Re: CephFS Space Accounting and Quotas

"Jim Schutt" <jaschut@xxxxxxxxxx> · Mon, 11 Mar 2013 10:48:55 -0600

On 03/11/2013 09:48 AM, Greg Farnum wrote:
> On Monday, March 11, 2013 at 7:47 AM, Jim Schutt wrote:
>> On 03/08/2013 07:05 PM, Greg Farnum wrote:
>>> On Friday, March 8, 2013 at 2:45 PM, Jim Schutt wrote:
>>>> On 03/07/2013 08:15 AM, Jim Schutt wrote:
>>>>> On 03/06/2013 05:18 PM, Greg Farnum wrote:
>>>>>> On Wednesday, March 6, 2013 at 3:14 PM, Jim Schutt wrote:
>>>>>  
>>>>  
>>>>  
>>>>  
>>>>  
>>>>  
>>>> [snip]
>>>>  
>>>>>>> Do you want the MDS log at 10 or 20?
>>>>>>  
>>>>>> More is better. ;)
>>>>>  
>>>>>  
>>>>>  
>>>>>  
>>>>> OK, thanks.
>>>>  
>>>>  
>>>> I've sent some mds logs via private email...
>>>>  
>>>> -- Jim  
>>>  
>>> I'm going to need to probe into this a bit more, but on an initial
>>> examination I see that most of your stats are actually happening very
>>> quickly — it's just that occasionally they take quite a while.
>>  
>>  
>>  
>> Interesting...
>>  
>>> Going
>>> through the MDS log for one of those, the inode in question is
>>> flagged with "needsrecover" from its first appearance in the log —
>>> that really shouldn't happen unless a client had write caps on it and
>>> the client disappeared.

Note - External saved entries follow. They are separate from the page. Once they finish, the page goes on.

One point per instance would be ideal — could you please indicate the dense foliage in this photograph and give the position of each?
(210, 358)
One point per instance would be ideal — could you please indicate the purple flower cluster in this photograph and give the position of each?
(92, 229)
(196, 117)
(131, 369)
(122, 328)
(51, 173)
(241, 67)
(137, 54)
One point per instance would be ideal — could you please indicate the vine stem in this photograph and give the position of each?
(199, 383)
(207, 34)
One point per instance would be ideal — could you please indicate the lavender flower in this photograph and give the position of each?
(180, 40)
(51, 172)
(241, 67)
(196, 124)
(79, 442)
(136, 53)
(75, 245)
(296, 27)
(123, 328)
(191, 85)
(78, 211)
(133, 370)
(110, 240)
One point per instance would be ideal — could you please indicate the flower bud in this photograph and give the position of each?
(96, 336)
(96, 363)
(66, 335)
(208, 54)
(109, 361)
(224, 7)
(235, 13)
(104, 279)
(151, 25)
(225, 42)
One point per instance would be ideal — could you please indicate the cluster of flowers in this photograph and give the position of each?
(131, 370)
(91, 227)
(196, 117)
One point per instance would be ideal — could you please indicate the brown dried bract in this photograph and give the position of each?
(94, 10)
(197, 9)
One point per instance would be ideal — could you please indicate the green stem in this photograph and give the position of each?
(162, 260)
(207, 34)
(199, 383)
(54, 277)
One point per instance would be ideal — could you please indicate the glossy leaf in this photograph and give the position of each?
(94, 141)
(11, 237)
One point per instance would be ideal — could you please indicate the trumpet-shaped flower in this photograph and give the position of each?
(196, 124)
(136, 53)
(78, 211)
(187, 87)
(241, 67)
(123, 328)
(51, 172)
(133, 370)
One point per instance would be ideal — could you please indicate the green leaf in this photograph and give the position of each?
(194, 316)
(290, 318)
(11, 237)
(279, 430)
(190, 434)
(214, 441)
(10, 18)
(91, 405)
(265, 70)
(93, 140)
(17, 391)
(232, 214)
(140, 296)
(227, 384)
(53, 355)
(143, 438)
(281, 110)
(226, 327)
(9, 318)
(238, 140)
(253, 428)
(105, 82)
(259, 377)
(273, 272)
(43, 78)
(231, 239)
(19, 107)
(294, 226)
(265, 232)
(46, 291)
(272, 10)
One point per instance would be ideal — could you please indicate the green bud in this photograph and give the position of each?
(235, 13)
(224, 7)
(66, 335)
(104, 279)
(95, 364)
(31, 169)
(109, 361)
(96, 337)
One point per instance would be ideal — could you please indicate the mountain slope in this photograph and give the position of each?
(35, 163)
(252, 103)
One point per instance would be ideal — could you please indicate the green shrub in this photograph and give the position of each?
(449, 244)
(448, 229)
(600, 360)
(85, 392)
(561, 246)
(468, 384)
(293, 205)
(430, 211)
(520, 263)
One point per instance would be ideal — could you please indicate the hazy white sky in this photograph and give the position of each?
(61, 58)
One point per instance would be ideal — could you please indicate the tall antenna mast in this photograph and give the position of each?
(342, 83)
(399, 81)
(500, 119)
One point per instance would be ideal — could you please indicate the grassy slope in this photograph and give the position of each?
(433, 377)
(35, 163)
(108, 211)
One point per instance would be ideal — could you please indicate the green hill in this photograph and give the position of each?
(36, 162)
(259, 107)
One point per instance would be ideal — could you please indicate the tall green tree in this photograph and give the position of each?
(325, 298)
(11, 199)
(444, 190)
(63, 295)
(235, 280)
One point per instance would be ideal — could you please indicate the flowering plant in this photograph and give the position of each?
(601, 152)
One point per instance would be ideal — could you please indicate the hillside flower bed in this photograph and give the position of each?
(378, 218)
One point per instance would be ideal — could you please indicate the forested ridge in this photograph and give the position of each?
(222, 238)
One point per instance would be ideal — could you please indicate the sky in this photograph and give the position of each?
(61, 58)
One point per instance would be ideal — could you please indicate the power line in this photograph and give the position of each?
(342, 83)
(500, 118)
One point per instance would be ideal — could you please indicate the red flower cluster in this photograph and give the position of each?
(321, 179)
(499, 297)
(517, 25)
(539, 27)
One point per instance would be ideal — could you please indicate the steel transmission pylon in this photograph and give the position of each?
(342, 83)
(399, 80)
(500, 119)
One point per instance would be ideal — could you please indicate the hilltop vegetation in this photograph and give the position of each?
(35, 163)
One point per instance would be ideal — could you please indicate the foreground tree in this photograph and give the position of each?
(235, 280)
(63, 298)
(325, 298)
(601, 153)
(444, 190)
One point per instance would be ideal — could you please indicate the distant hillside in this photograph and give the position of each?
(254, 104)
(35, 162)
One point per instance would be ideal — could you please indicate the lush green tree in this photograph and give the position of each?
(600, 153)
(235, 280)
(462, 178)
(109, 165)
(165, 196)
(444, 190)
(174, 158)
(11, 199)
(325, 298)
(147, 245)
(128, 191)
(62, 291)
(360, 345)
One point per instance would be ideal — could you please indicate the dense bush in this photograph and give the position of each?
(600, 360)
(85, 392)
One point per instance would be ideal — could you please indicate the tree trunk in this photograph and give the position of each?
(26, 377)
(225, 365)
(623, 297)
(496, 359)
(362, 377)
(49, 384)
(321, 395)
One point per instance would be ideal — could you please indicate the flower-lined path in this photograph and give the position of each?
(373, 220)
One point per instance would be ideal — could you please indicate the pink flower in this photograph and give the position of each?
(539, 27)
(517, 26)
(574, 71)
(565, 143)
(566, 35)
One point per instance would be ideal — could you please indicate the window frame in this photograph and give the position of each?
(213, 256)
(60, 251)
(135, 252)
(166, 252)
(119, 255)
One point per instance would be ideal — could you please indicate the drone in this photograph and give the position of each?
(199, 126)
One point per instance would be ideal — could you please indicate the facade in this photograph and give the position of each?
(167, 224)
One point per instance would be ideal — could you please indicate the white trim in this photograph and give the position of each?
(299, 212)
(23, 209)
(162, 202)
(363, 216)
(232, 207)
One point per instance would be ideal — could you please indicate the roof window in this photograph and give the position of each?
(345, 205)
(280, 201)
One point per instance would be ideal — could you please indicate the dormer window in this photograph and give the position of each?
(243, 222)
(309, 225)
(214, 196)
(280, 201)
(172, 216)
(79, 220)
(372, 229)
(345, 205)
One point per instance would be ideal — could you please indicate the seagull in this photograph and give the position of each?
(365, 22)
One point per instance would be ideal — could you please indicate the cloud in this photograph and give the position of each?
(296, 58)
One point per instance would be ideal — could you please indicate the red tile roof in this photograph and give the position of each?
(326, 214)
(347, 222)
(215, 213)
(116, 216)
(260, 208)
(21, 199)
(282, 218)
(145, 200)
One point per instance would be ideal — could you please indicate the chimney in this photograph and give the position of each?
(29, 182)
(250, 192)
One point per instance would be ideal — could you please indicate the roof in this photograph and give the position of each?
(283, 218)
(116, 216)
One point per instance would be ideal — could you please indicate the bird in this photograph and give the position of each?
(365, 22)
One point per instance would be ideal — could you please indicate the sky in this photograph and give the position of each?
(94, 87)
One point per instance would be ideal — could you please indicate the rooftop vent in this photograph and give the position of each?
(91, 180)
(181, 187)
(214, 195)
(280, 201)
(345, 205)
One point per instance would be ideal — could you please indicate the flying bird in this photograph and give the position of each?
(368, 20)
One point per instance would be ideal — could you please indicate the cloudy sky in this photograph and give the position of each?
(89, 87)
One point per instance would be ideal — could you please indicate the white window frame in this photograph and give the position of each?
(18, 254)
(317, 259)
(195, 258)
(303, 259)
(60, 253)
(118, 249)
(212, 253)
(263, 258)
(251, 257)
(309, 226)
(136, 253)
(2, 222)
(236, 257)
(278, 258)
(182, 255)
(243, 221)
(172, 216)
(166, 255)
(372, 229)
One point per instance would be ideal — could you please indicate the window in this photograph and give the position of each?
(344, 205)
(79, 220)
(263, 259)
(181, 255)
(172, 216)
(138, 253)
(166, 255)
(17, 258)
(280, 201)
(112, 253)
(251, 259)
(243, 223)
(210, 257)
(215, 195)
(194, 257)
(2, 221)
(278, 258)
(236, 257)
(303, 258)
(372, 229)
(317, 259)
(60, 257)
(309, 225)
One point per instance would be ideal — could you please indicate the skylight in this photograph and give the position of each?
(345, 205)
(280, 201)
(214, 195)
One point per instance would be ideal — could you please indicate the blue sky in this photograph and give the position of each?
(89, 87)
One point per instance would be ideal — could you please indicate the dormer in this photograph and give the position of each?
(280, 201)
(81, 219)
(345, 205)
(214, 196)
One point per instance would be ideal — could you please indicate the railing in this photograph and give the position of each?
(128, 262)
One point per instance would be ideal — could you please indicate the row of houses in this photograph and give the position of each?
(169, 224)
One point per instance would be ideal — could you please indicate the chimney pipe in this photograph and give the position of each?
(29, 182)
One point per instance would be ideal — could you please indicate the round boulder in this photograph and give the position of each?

Any ideas? The slowness is being caused by
>>> the MDS going out and looking at every object which could be in the
>>> file — there are a lot since the file has a listed size of 8GB.
>>  
>>  
>>  
>> For this run, the MDS logging slowed it down enough to cause the
>> client caps to occasionally go stale. I don't think it's the cause
>> of the issue, because I was having it before I turned MDS debugging
>> up. My client caps never go stale at, e.g., debug mds 5.
> 
> Oh, so this might be behaviorally different than you were seeing before? Drat.
> 
> You had said before that each newfstatat was taking tens of seconds,
> whereas in the strace log you sent along most of the individual calls
> were taking a bit less than 20 milliseconds. Do you have an strace of
> them individually taking much more than that, or were you just
> noticing that they took a long time in aggregate?

When I did the first strace, I didn't turn on timestamps, and I was
watching it scroll by.  I saw several stats in a row take ~30 secs,
at which point I got bored, and took a look at the strace man page to
figure out how to get timestamps ;)

Also, another difference is for that test, I was looking at files
I had written the day before, whereas for the strace log I sent,
there was only several minutes between writing and the strace of find.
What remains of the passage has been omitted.